Au Liban, pays parmi les plus corrompus dans le monde, un ministre brise
les tabous en menant une opération coup de poing inédite contre ce
phénomène endémique qui gangrène impunément société et Etat.
Des rats dans les silos à céréales, de la viande avariée dans les
restaurants: depuis quatre mois, pas un jour ne passe sans que les
Libanais n'entendent parler de la fermeture d'une boucherie ou de la
saisie de produits périmés.
"On vit sur une montagne de corruption: plus on creuse, plus on découvre
des scandales", affirme le ministre de la Santé Waël Abou Faour dans un
entretien à l'AFP.
Ce jeune ministre de 42 ans est devenu la star des médias avec ses
"listes de la honte" de restaurants et supermarchés, alors que des
hommes d'affaires étaient arrêtés et plusieurs centaines d'institutions
épinglées.
Son style choc est du jamais vu dans un pays classé en 2014 comme le 39e
pays le plus corrompu au monde par Transparency International et où le
coût des pots-de-vin et malversations représente 15% du PIB, soit six
milliards de dollars selon des chiffres non officiels.
"On a fermé l'oeil pendant longtemps. Les hommes d'affaires, souvent
protégés par un homme politique, pensaient qu'ils étaient intouchables
et que personne n'oserait leur demander des comptes", souligne M. Abou
Faour.
Dans sa ligne de mire, le secteur de la santé, gangréné par "le plus
grand réseau de corruption dans le pays" et où 25 à 30% du budget de
plus de 300 millions de dollars alloués aux hôpitaux sont "subtilisés".
Il raconte comment trois hôpitaux empochaient des centaines de millions
de livres libanaises au nom de patients morts. "Il y avait un 'mort' qui
faisait de la physiothérapie dans les trois hôpitaux à la fois!"
s'indigne-t-il, indiquant que cinq médecins ont été arrêtés.
La corruption s'est banalisée au Liban avec l'effondrement des
institutions étatiques durant la guerre civile (1975-1990) et des
pénuries quotidiennes d'électricité et d'eau, devenant un "mal
nécessaire" pour obtenir un permis de voiture ou un prix foncier
alléchant.
Lors de la sécheresse en 2014, "90% des distributeurs d'eau à domicile
n'avaient pas de licence (...) ils volaient l'eau de l'Etat", affirme M.

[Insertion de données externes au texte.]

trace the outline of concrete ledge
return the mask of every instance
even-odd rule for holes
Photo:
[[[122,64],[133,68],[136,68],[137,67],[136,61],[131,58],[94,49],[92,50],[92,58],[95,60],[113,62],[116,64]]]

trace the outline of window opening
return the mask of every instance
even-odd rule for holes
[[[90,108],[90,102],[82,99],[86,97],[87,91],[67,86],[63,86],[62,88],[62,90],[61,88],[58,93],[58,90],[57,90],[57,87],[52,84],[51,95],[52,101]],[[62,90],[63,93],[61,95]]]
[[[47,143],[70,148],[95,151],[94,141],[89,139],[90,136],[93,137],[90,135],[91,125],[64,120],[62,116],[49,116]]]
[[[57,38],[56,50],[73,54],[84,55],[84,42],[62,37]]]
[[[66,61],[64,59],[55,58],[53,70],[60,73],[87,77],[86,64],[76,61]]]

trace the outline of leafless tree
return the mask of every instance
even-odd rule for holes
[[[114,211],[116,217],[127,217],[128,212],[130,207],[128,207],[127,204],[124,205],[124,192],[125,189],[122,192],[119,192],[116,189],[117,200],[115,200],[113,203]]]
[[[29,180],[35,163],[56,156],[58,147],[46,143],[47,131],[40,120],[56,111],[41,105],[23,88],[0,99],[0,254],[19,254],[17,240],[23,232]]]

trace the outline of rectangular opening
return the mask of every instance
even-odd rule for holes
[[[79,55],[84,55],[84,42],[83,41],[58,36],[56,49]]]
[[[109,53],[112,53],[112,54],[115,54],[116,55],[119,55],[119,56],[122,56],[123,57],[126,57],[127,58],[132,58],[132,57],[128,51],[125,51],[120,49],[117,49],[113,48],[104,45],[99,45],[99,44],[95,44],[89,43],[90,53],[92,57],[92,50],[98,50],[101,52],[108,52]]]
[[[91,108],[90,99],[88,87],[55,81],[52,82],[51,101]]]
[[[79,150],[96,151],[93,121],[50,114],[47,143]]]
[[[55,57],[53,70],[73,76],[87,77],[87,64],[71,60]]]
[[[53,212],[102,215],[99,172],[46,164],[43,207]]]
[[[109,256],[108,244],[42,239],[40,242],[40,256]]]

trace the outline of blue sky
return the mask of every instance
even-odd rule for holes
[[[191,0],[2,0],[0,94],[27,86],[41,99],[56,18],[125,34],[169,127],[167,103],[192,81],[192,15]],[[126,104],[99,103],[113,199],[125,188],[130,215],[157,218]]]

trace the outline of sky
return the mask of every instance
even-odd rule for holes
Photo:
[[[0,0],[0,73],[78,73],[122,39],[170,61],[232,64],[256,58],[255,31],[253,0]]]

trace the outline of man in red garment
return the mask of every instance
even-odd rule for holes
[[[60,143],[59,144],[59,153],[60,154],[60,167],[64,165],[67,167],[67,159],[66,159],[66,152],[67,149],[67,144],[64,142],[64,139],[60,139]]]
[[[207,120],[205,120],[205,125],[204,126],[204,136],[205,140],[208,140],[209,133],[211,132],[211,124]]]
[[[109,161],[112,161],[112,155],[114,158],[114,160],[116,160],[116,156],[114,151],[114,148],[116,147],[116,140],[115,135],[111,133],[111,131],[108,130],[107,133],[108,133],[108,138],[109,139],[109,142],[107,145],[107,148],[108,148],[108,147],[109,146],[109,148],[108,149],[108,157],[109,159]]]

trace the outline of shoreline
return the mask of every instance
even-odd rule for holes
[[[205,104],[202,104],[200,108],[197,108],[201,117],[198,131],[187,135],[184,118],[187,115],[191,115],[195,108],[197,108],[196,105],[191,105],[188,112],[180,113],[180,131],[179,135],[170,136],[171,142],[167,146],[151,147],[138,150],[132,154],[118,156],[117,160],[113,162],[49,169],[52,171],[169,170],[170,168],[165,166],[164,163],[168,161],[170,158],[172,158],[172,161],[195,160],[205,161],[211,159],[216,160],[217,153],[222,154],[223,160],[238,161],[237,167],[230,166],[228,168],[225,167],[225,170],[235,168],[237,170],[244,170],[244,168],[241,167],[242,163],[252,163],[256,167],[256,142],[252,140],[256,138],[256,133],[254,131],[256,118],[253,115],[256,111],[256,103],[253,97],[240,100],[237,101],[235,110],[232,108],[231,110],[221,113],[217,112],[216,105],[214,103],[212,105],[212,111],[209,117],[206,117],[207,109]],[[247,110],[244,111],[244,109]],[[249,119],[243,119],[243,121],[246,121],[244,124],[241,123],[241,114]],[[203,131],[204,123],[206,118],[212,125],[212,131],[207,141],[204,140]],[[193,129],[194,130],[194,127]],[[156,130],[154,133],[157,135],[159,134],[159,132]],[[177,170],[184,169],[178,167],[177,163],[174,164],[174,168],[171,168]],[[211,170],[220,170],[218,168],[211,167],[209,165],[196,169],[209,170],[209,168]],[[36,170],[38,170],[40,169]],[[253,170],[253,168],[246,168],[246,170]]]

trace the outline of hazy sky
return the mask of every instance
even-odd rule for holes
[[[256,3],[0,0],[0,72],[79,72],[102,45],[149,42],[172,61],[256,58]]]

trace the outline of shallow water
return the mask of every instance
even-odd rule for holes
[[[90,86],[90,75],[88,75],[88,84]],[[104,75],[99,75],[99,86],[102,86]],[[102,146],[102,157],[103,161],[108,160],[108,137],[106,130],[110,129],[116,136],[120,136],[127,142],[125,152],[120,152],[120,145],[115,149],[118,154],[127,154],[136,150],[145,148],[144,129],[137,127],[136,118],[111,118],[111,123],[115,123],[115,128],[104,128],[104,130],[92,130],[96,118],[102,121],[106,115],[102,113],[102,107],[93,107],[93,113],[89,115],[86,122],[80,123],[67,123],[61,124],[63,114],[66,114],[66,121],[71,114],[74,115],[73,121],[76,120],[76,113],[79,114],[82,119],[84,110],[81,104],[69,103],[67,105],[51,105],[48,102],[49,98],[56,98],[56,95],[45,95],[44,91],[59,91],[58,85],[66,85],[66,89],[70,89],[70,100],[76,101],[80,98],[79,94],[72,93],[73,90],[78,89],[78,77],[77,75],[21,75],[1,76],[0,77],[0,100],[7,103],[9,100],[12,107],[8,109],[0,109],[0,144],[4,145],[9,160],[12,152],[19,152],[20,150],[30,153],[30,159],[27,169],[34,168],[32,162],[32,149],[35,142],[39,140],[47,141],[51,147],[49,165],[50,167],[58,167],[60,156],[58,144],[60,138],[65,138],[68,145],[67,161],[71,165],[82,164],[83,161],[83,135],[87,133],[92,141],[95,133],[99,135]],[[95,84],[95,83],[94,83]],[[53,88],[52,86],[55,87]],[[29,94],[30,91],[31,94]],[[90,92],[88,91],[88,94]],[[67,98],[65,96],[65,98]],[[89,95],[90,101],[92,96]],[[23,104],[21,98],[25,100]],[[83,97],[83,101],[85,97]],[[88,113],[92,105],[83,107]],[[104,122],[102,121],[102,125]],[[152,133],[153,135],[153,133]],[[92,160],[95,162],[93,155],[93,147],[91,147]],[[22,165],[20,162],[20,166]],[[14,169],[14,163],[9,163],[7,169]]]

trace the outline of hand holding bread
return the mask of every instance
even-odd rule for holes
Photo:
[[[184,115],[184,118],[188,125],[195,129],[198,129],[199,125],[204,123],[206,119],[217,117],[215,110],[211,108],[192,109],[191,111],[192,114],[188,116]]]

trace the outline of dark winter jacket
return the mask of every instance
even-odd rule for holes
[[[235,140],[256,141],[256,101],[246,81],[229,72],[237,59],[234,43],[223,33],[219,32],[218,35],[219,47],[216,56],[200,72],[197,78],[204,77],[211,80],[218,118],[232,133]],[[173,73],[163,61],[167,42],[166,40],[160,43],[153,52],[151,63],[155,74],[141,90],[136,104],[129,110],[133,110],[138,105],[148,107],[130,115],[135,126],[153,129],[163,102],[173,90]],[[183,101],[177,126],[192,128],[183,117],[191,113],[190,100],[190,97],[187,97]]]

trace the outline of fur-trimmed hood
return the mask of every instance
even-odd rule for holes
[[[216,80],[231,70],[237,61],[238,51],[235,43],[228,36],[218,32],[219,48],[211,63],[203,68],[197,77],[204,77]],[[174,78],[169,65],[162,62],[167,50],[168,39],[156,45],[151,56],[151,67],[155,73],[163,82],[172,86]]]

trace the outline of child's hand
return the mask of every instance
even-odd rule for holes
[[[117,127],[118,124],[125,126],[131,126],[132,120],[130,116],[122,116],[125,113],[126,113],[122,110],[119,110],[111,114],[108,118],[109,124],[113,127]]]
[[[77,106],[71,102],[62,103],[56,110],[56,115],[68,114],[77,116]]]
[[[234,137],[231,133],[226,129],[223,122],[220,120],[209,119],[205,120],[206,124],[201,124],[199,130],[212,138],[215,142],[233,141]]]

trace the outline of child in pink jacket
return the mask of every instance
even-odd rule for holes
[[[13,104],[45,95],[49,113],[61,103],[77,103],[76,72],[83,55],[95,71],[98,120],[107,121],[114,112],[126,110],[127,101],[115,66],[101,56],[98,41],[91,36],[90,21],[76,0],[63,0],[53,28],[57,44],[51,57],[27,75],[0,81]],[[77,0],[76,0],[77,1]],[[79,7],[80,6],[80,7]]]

Faour. L'impunité est si répandue que les contrevenants sont allés
jusqu'à protester dans la rue.
Et au royaume du tourisme esthétique, des "instituts de beauté gérés par
des non-professionnels ont poussé comme des champignons. Nous avons
décidé d'en fermer 80% après des plaintes de personnes défigurées",
indique Abou Faour.
Le
ministre veut signaler que le temps de l'impunité est révolu. Il a
ainsi renvoyé en janvier devant la justice l'affaire d'un faux
médicament anti-cancer, dont les promoteurs étaient sortis de prison
grâce à des appuis politiques selon lui.
Son collègue des Finances, Ali Hassan Khalil, a récemment révélé que la
corruption des douanes coûtait plus de 1,2 milliard de dollars par an.
Il a cité l'exemple de 19 tonnes de crevettes périmées qui sont apparues
sur le marché alors qu'elles étaient saisies dans un entrepôt scellé.
Protégé du leader druze Walid Joumblatt, à qui on reproche lui-même de
mêler affaires et politique, M. Bou Faour a été accusé, même parmi ses
collègues, de "cirque médiatique" et de "terrorisme" contre la célèbre
gastronomie libanaise.
Dans la rue et sur les réseaux sociaux, beaucoup l'ont remercié tandis
que d'autres le qualifiaient de "diffamateur de restaurants".
Selon un sondage de Transparency international en 2013, 71% des Libanais
considèrent la corruption comme un "sérieux problème". Mais,
paradoxalement, une étude de l'ONG anti-corruption "Sakker El Dekkene"
(Fermez la boutique) révèle que plus de 50% avouent être prêts à donner
une enveloppe à un fonctionnaire.
L'ONG a créé une application sur iphone permettant aux Libanais de rapporter des cas de pots-de-vin dans les administrations.
Carole
Alsharabati, sa vice-présidente, se félicite que "les choses commencent
à bouger" mais demande à aller "au-delà des coups de communication" car
pour le moment, "il y a plus de corruption et de moins en moins de gens
punis par la justice".
Après l'approbation d'une loi sur la sécurité alimentaire, M. Abou Faour
veut créer avec le ministère de la Justice un parquet pour les
questions sanitaires. Il a automatisé le système d'audit des factures
d'hôpitaux, dont seuls 10% étaient vérifiées auparavant.